The invisible virus is a true work of art: in its inconspicuous yet ubiquitous presence, it forces us to reflect on our own creation. Who are we in it? Or rather: who were we?

Photojournalism aims to make the world visible. ‘Concerned’ photography is a very apt means to show the symptoms of our actions, but it has proven to be very inappropriate to acknowledge ourselves as the cause of it all. We seem to have at least ignored our motivations. Yes, there was always the guilt - we knew we were causing many negative things in this world - but why exactly so, in the ways that we did? This aspect of awareness was never really part of the image.

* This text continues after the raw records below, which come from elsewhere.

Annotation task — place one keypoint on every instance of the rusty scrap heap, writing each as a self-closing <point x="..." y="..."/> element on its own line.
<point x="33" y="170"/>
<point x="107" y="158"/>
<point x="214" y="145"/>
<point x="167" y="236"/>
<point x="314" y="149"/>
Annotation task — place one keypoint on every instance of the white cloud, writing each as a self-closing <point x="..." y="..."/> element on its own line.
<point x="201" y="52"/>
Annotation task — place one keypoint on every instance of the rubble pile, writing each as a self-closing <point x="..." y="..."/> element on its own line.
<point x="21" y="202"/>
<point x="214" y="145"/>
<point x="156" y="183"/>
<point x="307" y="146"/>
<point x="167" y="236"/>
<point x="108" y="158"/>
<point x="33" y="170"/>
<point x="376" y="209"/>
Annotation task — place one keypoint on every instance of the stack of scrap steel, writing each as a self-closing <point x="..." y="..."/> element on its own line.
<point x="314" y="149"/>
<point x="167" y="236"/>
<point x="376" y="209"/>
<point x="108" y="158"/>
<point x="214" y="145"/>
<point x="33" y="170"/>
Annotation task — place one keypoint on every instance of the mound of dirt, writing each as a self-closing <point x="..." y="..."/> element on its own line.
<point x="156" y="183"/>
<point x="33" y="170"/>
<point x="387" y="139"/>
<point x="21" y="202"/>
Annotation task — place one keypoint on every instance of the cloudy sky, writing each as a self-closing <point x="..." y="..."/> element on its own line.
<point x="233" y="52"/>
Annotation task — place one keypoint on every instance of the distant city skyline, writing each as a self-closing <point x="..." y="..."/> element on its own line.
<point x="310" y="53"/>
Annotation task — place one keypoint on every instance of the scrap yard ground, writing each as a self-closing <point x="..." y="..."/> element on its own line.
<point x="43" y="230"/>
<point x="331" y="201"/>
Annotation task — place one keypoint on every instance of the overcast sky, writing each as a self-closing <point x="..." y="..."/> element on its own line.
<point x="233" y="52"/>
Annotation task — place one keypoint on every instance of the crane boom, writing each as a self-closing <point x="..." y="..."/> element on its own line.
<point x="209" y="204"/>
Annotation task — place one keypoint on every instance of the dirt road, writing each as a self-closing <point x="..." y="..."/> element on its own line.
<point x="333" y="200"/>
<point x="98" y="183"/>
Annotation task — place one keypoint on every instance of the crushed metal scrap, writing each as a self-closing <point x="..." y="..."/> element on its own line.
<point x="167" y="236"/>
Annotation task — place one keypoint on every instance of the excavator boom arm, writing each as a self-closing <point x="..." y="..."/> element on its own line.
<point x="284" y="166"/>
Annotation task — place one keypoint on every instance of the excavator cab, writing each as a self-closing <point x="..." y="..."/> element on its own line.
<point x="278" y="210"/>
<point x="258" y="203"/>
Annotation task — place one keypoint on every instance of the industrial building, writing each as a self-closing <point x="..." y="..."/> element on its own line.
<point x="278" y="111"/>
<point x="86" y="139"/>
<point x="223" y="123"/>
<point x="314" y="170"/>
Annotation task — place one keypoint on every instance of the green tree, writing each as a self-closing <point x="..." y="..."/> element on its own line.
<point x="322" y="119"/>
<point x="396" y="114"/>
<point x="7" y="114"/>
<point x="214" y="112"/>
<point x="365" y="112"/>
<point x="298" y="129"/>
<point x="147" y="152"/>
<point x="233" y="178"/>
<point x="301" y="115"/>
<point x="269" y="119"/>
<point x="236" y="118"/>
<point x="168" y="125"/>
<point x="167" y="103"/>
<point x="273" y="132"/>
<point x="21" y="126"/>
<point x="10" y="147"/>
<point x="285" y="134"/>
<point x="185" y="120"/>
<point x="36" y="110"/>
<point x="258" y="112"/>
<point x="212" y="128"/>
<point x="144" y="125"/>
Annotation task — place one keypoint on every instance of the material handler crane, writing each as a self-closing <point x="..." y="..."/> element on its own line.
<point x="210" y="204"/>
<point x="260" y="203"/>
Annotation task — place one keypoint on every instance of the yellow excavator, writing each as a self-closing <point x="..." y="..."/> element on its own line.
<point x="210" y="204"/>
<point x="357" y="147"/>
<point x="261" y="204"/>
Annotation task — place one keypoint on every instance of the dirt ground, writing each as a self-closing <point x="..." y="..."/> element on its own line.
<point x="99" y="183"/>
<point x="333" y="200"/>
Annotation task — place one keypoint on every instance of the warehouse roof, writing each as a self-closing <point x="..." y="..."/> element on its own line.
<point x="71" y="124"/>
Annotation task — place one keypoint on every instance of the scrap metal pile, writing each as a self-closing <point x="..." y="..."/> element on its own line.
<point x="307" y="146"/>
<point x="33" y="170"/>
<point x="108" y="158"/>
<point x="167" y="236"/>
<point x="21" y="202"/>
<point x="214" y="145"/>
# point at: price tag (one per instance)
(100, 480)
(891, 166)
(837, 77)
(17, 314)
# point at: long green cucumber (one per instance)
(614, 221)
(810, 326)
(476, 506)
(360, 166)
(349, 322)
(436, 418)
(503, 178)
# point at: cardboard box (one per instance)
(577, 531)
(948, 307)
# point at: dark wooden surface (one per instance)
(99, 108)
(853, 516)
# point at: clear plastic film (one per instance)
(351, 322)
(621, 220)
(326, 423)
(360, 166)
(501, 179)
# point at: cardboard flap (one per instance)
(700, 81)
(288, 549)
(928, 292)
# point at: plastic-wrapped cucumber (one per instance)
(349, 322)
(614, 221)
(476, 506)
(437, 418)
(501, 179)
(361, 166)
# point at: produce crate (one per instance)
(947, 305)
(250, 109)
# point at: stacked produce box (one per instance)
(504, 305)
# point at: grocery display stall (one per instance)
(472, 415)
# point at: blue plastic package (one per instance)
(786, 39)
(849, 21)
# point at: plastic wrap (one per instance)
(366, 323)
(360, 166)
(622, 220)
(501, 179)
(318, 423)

Here, I would like to introduce an important word in Dutch language: onthouden. This word has a double meaning. As reflexive verb (“zich onthouden van”) it means so much as "to deny or restrain yourself from" (whatever you don’t act on), but onthouden can also mean "to memorise". That is precisely the crux of this very situation we are currently in: now that we are forced to deny ‘normal’ life for a while - through a quarantine enforced by the invisible virus – that very fact will also help us to commemorate ourselves in this era more effectively.

We are going to not-do many things now, all that was scheduled will not take place. It is precisely this years’ edition of our events - the cancelled ones - that will become most vividly recalled. “Remember when festival X or performance Y was canceled due to the corona virus?” The non-experience will be stronger than the many previous photo manifestations in which we used to meet in recent years, in which we were celebrating photography as the significant medium of preserving ‘memory’.

We were trained to occupy the world and meanwhile witnessed our lives in it, from a safe distance. But we were also reserved in our attitude towards such ‘parking’ - in the sense that we somehow felt uncomfortable towards setting everything aside for our own needs. Again, an important double meaning: we must now, in all modesty, note that the current situation compels us to cancel all forms of parking, as the world was already reserved by itself and it has ordered a Covid-19 for starters.

This stupid virus, the most non-intellectual existence imaginable, shows the world as arranged by human beings in all its magnificence at the very moment we are forced to socially distance from it. We behold this environment now, from home, like a picture with an extremely slow shutter speed: we absorb its self-regulated dynamics in the passing. We observe our own existence with wonder and it is this non-activity that we must cherish, as a communal self-portrait.